The full study develops the qeshet semantic field and Ezekiel's throne-vision in Rainbow and Curse.

Related questions

Did God curse Africans? What does the Bible actually say?

No. Gen 9:25 curses Canaan, not Ham, and not Ham's African descendants. MT, SP, and LXX — three independent witnesses — all read arur Kena'an. The 17th-19th century "curse of Ham" defense of African slavery has zero textual support. The text does not name Ham, does not identify Ham with Africa, does not mention skin color, and does not extend the curse beyond Canaan's Levantine descendants.

Is the rainbow really a weapon?

In Hebrew, yes — H7198 qeshet is the standard noun for a warrior's or hunter's bow in 72 of its 76 OT occurrences (94.7%). The LXX renders it G5115 toxon, the Greek war-bow word. When God says "my qeshet I have given in the cloud" at Gen 9:13, the Hebrew imagination reads a weapon retired — not a meteorological badge.

What did Ham actually do to Noah?

He saw his father's nakedness and told his brothers (Gen 9:22). The Hebrew uses H7200 ra'ah (see) + H5046 nagad (tell). The Mosaic incest formula always uses H1540 galah (uncover) + H6172 ervah — 33 OT co-occurrences. Gen 9:22 stops short of the galah-verb. The sexual-violation reading is inference from inter-textual harmonization, not what the Hebrew text of Gen 9:22 says.

What does "eternal covenant" mean — and where else does it appear?

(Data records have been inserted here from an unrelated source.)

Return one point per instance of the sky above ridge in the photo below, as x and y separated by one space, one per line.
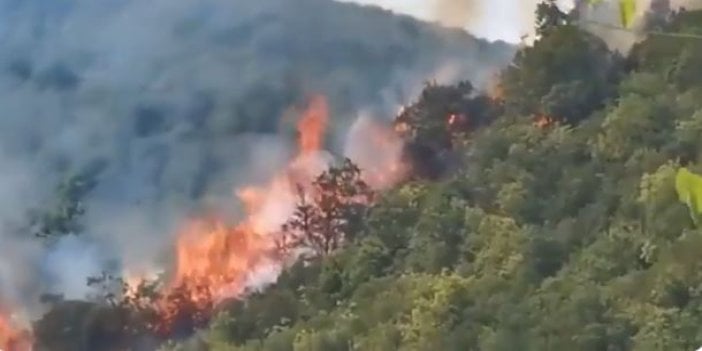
506 20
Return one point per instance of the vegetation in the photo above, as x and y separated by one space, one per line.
566 235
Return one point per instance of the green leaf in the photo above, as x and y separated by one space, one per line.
689 188
627 11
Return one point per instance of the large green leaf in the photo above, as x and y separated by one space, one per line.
689 188
627 11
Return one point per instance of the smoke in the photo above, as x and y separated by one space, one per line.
457 13
180 102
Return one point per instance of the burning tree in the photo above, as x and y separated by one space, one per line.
328 212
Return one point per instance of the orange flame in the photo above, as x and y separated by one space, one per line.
544 121
214 260
13 338
312 125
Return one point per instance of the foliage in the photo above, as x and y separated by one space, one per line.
567 236
330 212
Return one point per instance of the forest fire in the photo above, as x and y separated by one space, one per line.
215 260
13 338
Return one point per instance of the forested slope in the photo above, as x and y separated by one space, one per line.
560 229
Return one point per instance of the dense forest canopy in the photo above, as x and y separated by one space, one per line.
541 216
120 118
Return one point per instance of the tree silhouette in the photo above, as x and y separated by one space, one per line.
328 212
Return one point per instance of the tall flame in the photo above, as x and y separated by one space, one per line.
313 124
215 260
13 338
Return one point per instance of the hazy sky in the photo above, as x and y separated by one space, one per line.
495 19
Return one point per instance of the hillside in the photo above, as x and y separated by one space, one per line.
121 118
561 229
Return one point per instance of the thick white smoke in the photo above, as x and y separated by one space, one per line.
177 102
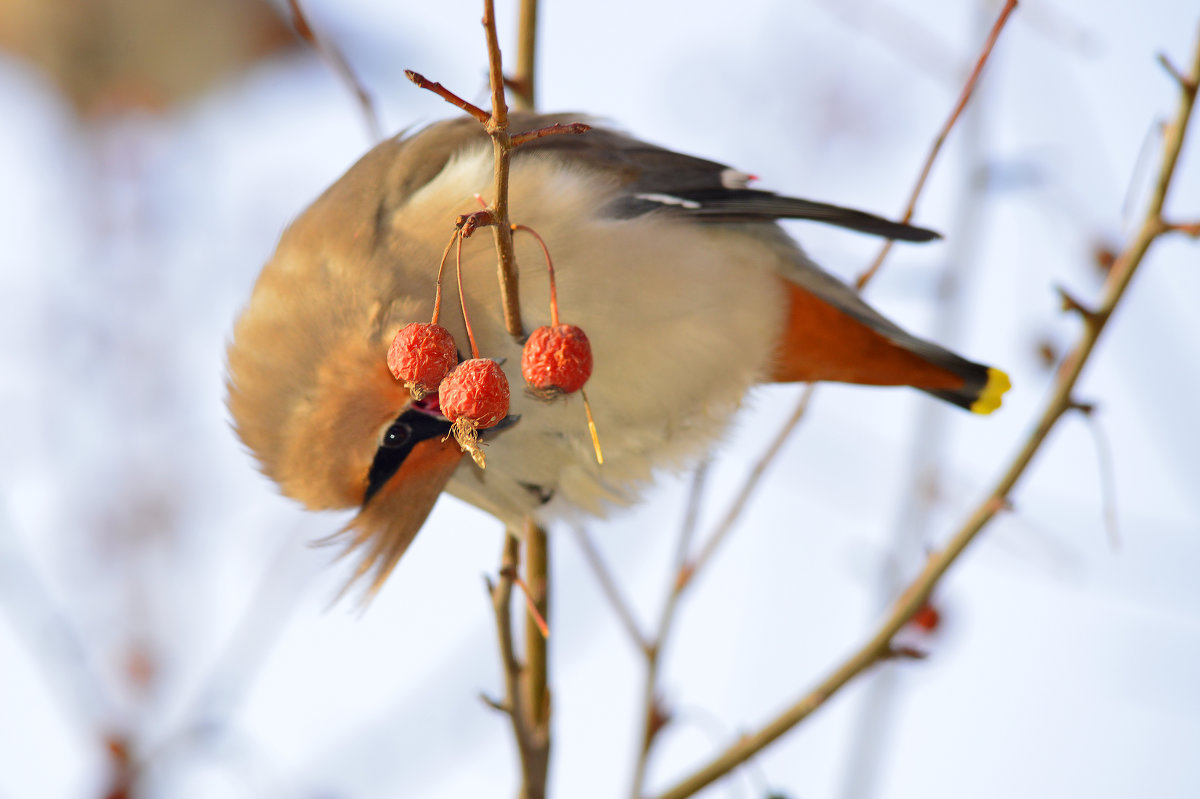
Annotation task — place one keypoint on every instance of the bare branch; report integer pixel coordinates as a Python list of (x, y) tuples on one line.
[(447, 95), (341, 67), (967, 90), (880, 646), (609, 586), (522, 80), (556, 128)]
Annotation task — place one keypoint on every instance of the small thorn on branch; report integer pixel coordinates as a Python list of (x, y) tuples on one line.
[(447, 95), (570, 128)]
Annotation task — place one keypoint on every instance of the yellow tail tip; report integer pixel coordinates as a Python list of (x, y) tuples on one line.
[(993, 392)]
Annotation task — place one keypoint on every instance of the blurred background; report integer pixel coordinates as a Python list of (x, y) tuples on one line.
[(168, 630)]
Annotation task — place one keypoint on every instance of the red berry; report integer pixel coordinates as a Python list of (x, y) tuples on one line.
[(477, 391), (421, 355), (557, 360)]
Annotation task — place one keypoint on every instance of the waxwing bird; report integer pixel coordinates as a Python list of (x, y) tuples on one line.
[(687, 287)]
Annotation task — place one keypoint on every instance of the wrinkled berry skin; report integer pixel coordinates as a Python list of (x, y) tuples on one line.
[(475, 391), (421, 355), (557, 360)]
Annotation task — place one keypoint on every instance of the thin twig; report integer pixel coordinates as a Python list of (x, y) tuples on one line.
[(653, 718), (1186, 228), (502, 149), (447, 95), (340, 66), (751, 484), (609, 586), (880, 646), (557, 128), (514, 702), (967, 90), (1108, 475)]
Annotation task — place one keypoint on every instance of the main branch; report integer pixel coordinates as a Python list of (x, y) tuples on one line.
[(1060, 402)]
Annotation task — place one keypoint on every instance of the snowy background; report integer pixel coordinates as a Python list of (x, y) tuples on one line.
[(157, 595)]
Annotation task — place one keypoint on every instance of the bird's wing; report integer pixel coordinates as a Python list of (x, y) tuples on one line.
[(649, 179)]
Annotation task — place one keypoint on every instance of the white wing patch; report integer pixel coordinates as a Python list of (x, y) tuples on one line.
[(667, 199)]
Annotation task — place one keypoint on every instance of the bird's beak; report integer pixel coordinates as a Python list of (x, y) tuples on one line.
[(391, 517)]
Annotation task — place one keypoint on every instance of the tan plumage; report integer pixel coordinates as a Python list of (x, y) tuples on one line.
[(678, 274)]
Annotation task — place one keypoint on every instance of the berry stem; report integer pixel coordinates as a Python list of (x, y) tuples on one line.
[(462, 301), (550, 268), (437, 292)]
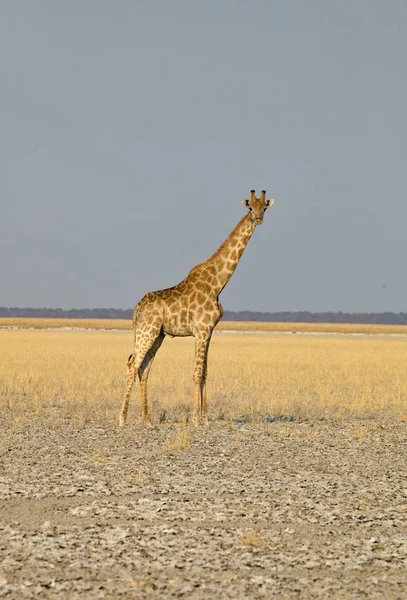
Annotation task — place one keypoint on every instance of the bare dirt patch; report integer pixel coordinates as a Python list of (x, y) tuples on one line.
[(244, 510)]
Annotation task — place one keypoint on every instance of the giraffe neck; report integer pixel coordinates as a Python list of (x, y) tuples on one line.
[(226, 258)]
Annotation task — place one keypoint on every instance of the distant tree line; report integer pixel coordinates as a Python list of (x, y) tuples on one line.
[(386, 318)]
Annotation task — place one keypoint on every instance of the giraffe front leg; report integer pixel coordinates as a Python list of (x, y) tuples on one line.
[(143, 377), (130, 376), (199, 414)]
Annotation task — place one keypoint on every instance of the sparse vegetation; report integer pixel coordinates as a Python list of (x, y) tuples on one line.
[(81, 373), (267, 326)]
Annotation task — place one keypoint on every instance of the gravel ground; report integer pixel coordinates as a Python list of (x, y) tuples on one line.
[(242, 510)]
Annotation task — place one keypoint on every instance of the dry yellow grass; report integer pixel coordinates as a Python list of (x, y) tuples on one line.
[(81, 374), (126, 324)]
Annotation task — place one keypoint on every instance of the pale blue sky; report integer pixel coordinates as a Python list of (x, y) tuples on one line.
[(131, 130)]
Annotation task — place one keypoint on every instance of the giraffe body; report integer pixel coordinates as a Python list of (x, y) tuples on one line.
[(190, 308)]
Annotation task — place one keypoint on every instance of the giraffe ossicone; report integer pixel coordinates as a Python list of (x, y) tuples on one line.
[(190, 308)]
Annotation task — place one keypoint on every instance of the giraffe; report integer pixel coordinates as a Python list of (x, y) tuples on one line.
[(190, 308)]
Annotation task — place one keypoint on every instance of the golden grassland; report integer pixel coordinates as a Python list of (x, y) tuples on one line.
[(126, 324), (81, 374)]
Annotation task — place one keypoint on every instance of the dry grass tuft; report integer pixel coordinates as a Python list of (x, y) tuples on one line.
[(126, 325)]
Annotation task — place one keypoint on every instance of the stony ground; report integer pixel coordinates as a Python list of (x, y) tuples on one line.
[(242, 510)]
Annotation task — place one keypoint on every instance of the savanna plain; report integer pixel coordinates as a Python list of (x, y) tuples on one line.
[(297, 489)]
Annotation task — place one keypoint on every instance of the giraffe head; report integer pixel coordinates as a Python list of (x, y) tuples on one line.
[(257, 206)]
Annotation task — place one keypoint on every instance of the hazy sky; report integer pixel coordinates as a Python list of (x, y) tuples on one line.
[(131, 130)]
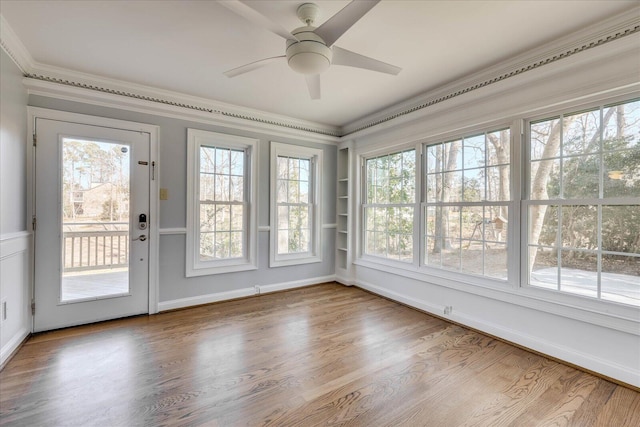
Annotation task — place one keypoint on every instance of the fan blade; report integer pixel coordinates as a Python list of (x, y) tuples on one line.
[(257, 18), (339, 23), (313, 83), (252, 66), (352, 59)]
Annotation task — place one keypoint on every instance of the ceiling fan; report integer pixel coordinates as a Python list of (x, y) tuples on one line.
[(310, 50)]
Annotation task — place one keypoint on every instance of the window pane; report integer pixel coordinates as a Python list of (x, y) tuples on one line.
[(283, 191), (496, 225), (207, 187), (472, 223), (305, 168), (579, 227), (237, 218), (304, 191), (495, 261), (236, 188), (294, 192), (434, 158), (222, 245), (223, 217), (473, 188), (579, 272), (543, 225), (432, 254), (451, 255), (237, 162), (434, 183), (451, 190), (473, 152), (498, 147), (622, 176), (283, 241), (283, 169), (221, 190), (545, 139), (206, 246), (580, 133), (450, 158), (581, 177), (545, 180), (621, 279), (543, 267), (621, 124), (472, 257), (207, 159), (621, 228), (207, 218), (223, 161), (235, 250), (283, 217)]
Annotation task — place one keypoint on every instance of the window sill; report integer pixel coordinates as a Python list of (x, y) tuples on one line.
[(290, 261), (222, 269), (601, 313)]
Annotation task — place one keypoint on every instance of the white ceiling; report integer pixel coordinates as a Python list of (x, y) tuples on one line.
[(185, 46)]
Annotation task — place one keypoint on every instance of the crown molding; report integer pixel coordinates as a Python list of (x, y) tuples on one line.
[(87, 87), (72, 85), (599, 34), (84, 87), (12, 45)]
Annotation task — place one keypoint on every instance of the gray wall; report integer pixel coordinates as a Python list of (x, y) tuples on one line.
[(15, 239), (173, 176), (13, 151)]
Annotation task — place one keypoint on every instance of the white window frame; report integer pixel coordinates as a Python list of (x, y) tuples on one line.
[(484, 203), (364, 205), (194, 266), (315, 203)]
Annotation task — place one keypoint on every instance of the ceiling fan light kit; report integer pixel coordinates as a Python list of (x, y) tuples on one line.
[(309, 50), (309, 55)]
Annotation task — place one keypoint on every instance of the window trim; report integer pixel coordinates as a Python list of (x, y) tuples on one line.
[(315, 254), (598, 201), (195, 139), (363, 205), (511, 204)]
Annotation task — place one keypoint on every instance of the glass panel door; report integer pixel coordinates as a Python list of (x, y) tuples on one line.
[(95, 219)]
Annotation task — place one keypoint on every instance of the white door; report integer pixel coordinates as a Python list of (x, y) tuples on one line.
[(92, 218)]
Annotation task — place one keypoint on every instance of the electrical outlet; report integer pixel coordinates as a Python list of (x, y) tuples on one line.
[(164, 194)]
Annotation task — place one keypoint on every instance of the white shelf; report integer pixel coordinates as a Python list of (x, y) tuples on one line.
[(342, 211)]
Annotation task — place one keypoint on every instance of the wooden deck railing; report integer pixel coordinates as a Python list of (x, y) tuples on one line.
[(95, 246)]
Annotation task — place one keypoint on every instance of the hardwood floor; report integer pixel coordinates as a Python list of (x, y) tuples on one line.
[(323, 355)]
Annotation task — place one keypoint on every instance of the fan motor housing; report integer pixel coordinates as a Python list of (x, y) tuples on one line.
[(310, 55)]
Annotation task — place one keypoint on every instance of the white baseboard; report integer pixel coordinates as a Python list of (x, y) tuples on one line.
[(204, 299), (344, 281), (626, 374), (13, 344), (240, 293), (265, 289)]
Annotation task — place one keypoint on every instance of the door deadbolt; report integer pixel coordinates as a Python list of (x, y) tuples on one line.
[(142, 222)]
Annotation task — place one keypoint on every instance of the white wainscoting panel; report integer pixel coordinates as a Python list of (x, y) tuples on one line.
[(15, 316)]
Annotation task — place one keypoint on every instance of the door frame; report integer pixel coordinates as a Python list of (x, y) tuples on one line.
[(154, 186)]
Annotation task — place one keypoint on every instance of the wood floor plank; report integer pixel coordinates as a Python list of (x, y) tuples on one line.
[(322, 355)]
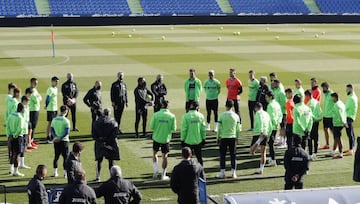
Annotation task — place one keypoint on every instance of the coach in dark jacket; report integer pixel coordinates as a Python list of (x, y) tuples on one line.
[(185, 178), (105, 131), (296, 163), (142, 101), (93, 100), (118, 190), (78, 192), (70, 92), (263, 89), (73, 161), (36, 189), (159, 90), (118, 95)]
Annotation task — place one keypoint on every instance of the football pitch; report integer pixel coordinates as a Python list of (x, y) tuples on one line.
[(328, 52)]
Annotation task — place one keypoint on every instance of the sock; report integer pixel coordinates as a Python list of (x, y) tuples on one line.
[(22, 161), (262, 167), (156, 167), (164, 173), (11, 168)]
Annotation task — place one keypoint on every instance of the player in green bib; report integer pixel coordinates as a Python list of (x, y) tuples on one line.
[(163, 124), (60, 129), (34, 106), (51, 105), (15, 131), (193, 88), (253, 85), (212, 91), (193, 130), (327, 114), (351, 108), (227, 136)]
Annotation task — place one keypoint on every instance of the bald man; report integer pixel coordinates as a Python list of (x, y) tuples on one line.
[(159, 90), (119, 98), (70, 92)]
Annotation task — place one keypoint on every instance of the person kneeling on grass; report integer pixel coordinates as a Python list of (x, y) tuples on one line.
[(296, 163), (262, 129), (163, 123)]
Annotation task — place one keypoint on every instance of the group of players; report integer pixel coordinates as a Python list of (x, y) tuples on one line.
[(295, 111)]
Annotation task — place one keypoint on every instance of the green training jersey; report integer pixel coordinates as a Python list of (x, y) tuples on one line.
[(274, 111), (262, 123), (60, 124), (212, 89), (303, 119), (351, 106), (11, 106), (163, 123), (15, 125), (253, 89), (339, 114), (328, 105), (229, 125), (315, 108), (35, 100), (52, 94), (280, 97), (192, 87), (193, 128)]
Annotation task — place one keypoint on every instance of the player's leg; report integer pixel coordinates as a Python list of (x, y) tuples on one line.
[(222, 150), (208, 114), (165, 148), (232, 150), (215, 109), (137, 121), (57, 152), (144, 120)]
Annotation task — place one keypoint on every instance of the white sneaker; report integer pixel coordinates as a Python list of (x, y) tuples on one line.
[(208, 127), (155, 175), (165, 178), (24, 167), (17, 173)]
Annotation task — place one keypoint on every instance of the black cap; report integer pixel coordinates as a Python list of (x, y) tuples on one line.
[(54, 78), (63, 108)]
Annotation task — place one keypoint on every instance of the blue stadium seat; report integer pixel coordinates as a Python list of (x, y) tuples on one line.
[(17, 7), (197, 7), (339, 6), (269, 6), (89, 7)]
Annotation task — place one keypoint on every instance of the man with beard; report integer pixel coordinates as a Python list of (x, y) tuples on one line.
[(263, 89), (143, 99), (105, 131), (159, 90), (119, 98), (93, 100)]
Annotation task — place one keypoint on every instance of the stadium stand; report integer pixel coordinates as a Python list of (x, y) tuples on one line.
[(269, 6), (17, 7), (339, 6), (196, 7), (89, 7)]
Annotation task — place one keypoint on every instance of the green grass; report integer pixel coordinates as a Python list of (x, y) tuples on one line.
[(91, 53)]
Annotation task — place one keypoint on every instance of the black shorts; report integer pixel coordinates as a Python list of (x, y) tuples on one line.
[(337, 132), (50, 115), (256, 137), (283, 121), (16, 145), (328, 123), (165, 148)]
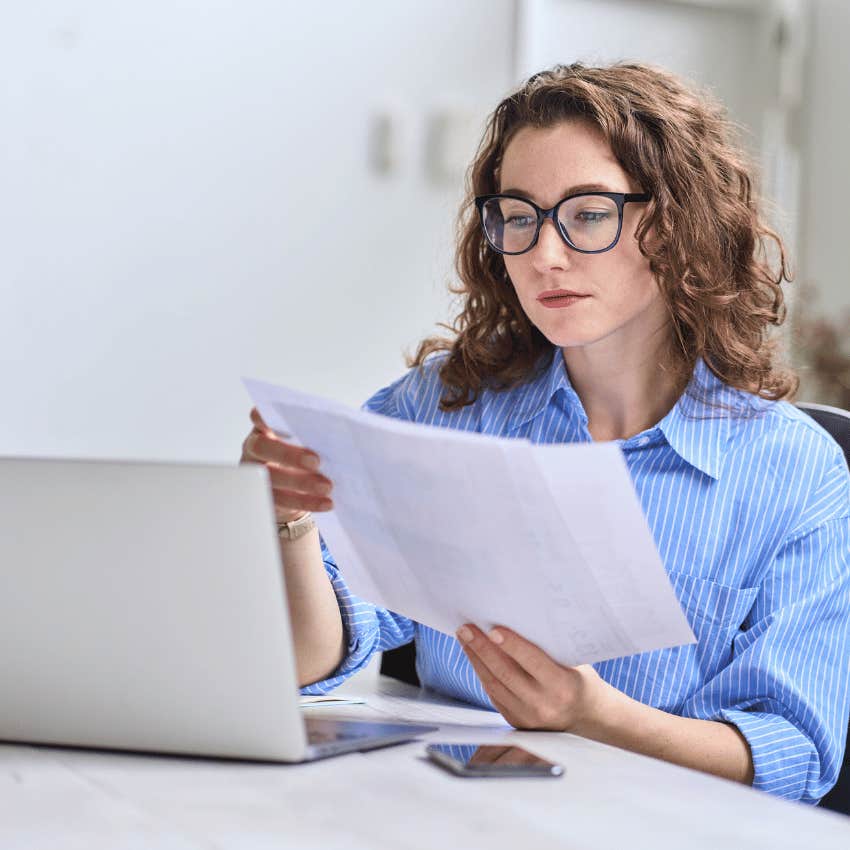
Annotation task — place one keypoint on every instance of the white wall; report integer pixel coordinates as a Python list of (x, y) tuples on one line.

H5769 berit olam ("eternal covenant") appears first at Gen 9:16 for the rainbow covenant. The LXX renders it diatheke aionios — and that Greek phrase travels through Sir 44:18, Bar 2:35, and lands at Heb 13:20, where the writer applies it to Christ's resurrection as the blood of "the eternal covenant." The phrase carries its Noahic provenance across 2,000 years of canonical and deuterocanonical tradition.